It’s a trip that succeeds largely due to the appeal of a recurring cast of central characters that you meet as you head north in an attempt to cross the border and escape the fictional country of Petria. Set in the nineties but seemingly inspired by Trump’s America, Petria is a nation divided, and thus the people you meet sit on varying points on the political spectrum. They range from a hilariously vapid right-wing journalist to computer hacking anarchist and Travis Bickle-esque nihilist, the latter of which supplies Road 96’s most menacing moments as you try and talk your way out of a number of simmering situations at gunpoint.

It’s not all life-or-death, but certainly some care has to be taken to keep certain characters onside and also propagate your own political beliefs, both of which shape Road 96’s eventual outcome. Alleviating any anxiety brought on by constant decision making are a healthy variety of fun side activities at each stop along the roadside, whether it’s bartending and petrol-pumping minigames to earn extra money, or assisting a policewoman with an investigation by interviewing motel guests and eliminating suspects based on their responses, like a game of Guess Who? Some of these diversions are pretty far-fetched – like when I had to beta test a homebrew video game on a laptop while driving a stolen car – but no less entertaining or memorable.

On the Road Again

Each journey to the Petrian border takes up to an hour and can culminate with you successfully fleeing the country, but it can also end in arrest or even death at any point along the way, depending on your actions. Regardless of how your run ends, you begin again as another anonymous member of the disenfranchised youth and take consecutive shots at freedom as the days and months tick down towards Road 96’s climax: the Petrian presidential election. These recursive runs reveal more about the main characters each time, thrusting you into new interactions with them in randomised sequence without ever repeating any given scenario. One moment you might be supervising a wall of security camera feeds to help a pair of hapless robbers, while a few more miles down the road you might find yourself standing in as a cameraman at a pressurised political rally. All the while, Road 96 continues to swerve from one surprising situation to the next.

Road 96 continues to swerve from one surprising situation to the next.

Subsequent scrambles towards the border are given added flexibility as you unlock power-ups that persist between runs, such as a lockpicking skill to steal cash out of office drawers or a cleverness boost that unlocks additional dialogue options.
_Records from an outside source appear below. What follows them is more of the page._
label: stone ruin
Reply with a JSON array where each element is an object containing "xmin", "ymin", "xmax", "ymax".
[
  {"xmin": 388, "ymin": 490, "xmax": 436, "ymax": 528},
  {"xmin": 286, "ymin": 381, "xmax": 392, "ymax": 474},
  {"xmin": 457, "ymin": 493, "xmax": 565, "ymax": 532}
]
Over time, the connections between Road 96’s main characters are revealed, and although there were no shocking plot twists I still enjoyed unravelling the mystery surrounding a certain major tragedy in Petria’s past that defined the disparate ideologies of its inhabitants.

There’s also some light strategy involved in determining exactly how you’ll proceed from one stop to the next. Catching a bus or calling a taxi gives you the opportunity to rest and recover lost health, but both cost money, which is in extremely limited supply. Whereas walking or hitchhiking are free, but the former saps you of health while you never know exactly who is going to pick you up during the latter – a lift from a truck driver might be fairly sedate, or it could spiral into violence as you’re forced to help him defend his cargo from bandits. Managing health and cash reserves is crucial in determining how you’ll cross the border to freedom should you make it all the way north, since you’re presented with multiple options that range from enduring an arduous hike over the mountains or simply bribing a border patrol guard to look the other way.

Roadwork Ahead

Thumbing for rides wasn’t the only kind of hitch I experienced in Road 96, though. Outside of the main characters, there are only a small number of faces reused for other Petrian citizens you meet, which makes it seem a bit like you’re caught in a transcontinental Truman Show each time you travel from a budget motel to a burger joint and the proprietors and patrons all resemble the same small supporting cast. Meanwhile, anytime you’re actually out on the road there’s a weirdly unnatural way that trees and billboards sprout up into existence as you head toward the horizon that distracts somewhat from Road 96’s otherwise vibrant vistas.

There’s also the occasional inconsistency between story runs. For example, at the end of one run I opted to stowaway inside the back of a delivery truck to get across the border, and only just survived because I had built up enough health to hold my breath for the full duration of a spot check from the border patrol guards. However, my immediate run afterwards opened with a GNN news bulletin about a teenager who’d been caught hiding in the back of a truck and arrested. There were certainly times where the seams between the complex patchwork of Road 96’s story segments were more visible than others, but thankfully these incongruous moments merely amounted to minor potholes rather than major plot holes.

Potentially more damaging is the way that dialogue options hover beside the character you’re speaking with, and thus have a tendency to move around the screen whenever a person wanders. At one point late in the game I was asked to describe the appearance of a certain character, but the dialogue boxes jumped suddenly as I chose my reply and I ended up clicking on the wrong one, at which point a giant ‘The killer’s appearance remains unknown’ message popped up onscreen. I can only wonder how dramatically different things would have played out had I made the choice I’d actually intended at that moment, since I was never given the opportunity to identify them again.

Ultimately I was satisfied with how my eight-hour journey through Road 96 resolved. Which is just as well, since according to the developers there are somewhere in the vicinity of a thousand different potential routes to take due to the procedural nature of Road 96, and there are no do-overs short of starting all over again. When you have a form of storytelling that hinges so precariously on choice, it’s a shame that the balance can be upset by such a simple quirk with the interface.